Anda di halaman 1dari 10

Kesalahan Alat Ukur,Keamanan dan Keselamatan

Pengukuran

Andre Wahyu Ramadhan (2013-71-003)


Handika Nur Ikhsan

(2013-71-004)

Rahmat Rezky

(2013-71-009)

-Kesalahan dalam Pengukuran


Dalam proses pengukuran paling tidak ada tiga faktor yang terlibat yaitu alat ukur, benda
ukur dan orang yang melakukan pengukuran. Hasil pengukuran tidak mungkin mencapai
kebenaran yang absolut karena keterbatasan dari bermacam faktor. Yang diperoleh dari
pengukuran adanya hasil yang dianggap paling mendekati dengan harga geometris obyek
ukur. Meskipun hasil pengukuran itu merupakan hasil yang dianggap benar, masih juga
terjadi penyimpangan hasil pengukuran. Masih ada faktor lain lagi yang juga sering
menimbulkan penyimpangan pengukuran yaitu lingkungan. Lingkungan yang kurang tepat
akan mengganggu jalannya proses pengukuran.
1. Kesalahan pengukuran karena alat ukur
Di postingan sebelumnya telah disinggung adanya bermacam-macam sifat alat ukur.
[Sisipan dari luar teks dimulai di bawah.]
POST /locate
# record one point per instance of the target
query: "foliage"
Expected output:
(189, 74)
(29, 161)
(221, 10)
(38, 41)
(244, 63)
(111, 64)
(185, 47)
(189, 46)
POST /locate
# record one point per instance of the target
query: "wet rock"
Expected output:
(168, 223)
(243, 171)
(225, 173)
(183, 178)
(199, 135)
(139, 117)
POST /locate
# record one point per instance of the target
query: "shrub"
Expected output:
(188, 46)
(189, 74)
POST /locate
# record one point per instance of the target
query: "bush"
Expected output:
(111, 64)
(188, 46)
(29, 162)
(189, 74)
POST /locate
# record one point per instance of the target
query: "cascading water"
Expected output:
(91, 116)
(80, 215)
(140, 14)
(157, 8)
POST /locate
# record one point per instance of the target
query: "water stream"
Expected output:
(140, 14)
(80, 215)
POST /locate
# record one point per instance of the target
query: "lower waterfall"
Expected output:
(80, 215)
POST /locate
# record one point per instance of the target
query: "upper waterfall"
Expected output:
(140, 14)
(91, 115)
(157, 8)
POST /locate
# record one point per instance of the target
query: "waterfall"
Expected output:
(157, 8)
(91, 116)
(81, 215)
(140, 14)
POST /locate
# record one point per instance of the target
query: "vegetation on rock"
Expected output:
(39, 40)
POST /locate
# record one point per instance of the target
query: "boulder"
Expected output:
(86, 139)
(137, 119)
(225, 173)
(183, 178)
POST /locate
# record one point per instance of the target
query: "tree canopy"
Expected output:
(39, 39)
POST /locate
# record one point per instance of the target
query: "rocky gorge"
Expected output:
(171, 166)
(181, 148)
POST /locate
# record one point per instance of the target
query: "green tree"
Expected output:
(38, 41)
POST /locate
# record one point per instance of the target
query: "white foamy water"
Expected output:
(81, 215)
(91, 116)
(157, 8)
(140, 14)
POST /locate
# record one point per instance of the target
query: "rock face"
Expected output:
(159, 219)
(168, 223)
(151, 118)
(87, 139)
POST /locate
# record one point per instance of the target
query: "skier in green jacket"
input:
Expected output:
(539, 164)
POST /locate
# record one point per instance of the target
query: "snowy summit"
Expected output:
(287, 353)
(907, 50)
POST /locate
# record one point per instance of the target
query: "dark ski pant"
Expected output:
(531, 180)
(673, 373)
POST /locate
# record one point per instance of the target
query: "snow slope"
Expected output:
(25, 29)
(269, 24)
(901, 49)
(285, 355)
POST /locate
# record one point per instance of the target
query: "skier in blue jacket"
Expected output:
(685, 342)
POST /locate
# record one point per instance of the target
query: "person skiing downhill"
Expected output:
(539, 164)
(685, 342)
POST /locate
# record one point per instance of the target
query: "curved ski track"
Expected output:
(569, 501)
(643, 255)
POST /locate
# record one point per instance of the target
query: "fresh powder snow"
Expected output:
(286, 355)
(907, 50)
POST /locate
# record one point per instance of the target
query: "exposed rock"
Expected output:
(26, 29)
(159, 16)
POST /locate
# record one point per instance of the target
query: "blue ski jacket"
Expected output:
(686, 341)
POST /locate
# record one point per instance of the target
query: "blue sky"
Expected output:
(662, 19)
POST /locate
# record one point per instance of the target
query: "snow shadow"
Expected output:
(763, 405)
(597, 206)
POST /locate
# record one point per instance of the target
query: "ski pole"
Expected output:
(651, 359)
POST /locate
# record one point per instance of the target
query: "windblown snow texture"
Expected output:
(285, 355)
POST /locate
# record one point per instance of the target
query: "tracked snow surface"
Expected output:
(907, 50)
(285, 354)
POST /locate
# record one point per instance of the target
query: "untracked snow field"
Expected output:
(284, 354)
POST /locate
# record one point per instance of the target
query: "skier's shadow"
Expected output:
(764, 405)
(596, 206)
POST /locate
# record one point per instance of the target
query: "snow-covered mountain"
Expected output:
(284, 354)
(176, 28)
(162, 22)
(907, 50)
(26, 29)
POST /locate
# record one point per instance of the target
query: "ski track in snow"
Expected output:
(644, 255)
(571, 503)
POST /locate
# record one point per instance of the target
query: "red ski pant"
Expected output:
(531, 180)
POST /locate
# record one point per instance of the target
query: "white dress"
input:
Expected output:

Kalau
sifat-sifat yang merugikan ini tidak diperhatikan tentu akan menimbulkan banyak kesalahan
dalam pengukuran. Oleh karena itu, untuk mengurangi terjadinya penyimpangan pengukuran
sampai seminimal mungkin maka alat ukur yang akan dipakai harus dikalibrasi terlebih
dahulu. Kalibrasi ini diperlukan disamping untuk mengecek kebenaran skala ukurnya juga
untuk menghindari sifat-sifat yang merugikan dari alat ukur, seperti kestabilan nol, kepasifan,
pengambangan, dan sebagainya.
2. Kesalahan pengukuan karena benda ukur
Tidak semua benda ukur berbentuk pejal yang terbuat dari besi, seperti rol atau bola baja,
balok dan sebagainya. Kadang-kadang benda ukur terbuat dari bahan alumunium, misalnya
kotak-kotak kecil, silinder, dan sebagainya. Benda ukur seperti ini mempunyai sifat elastis,
artinya bila ada beban atau tekanan dikenakan pada benda tersebut maka akan terjadi
perubahan bentuk. Bila tidak hati-hati dalam mengukur benda-benda ukur yang bersifat
elastis maka penyimpangan hasil pengukuran pasti akan terjadi. Oleh karena itu, tekanan
kontak dari sensor alat ukur harus diperkirakan besarnya.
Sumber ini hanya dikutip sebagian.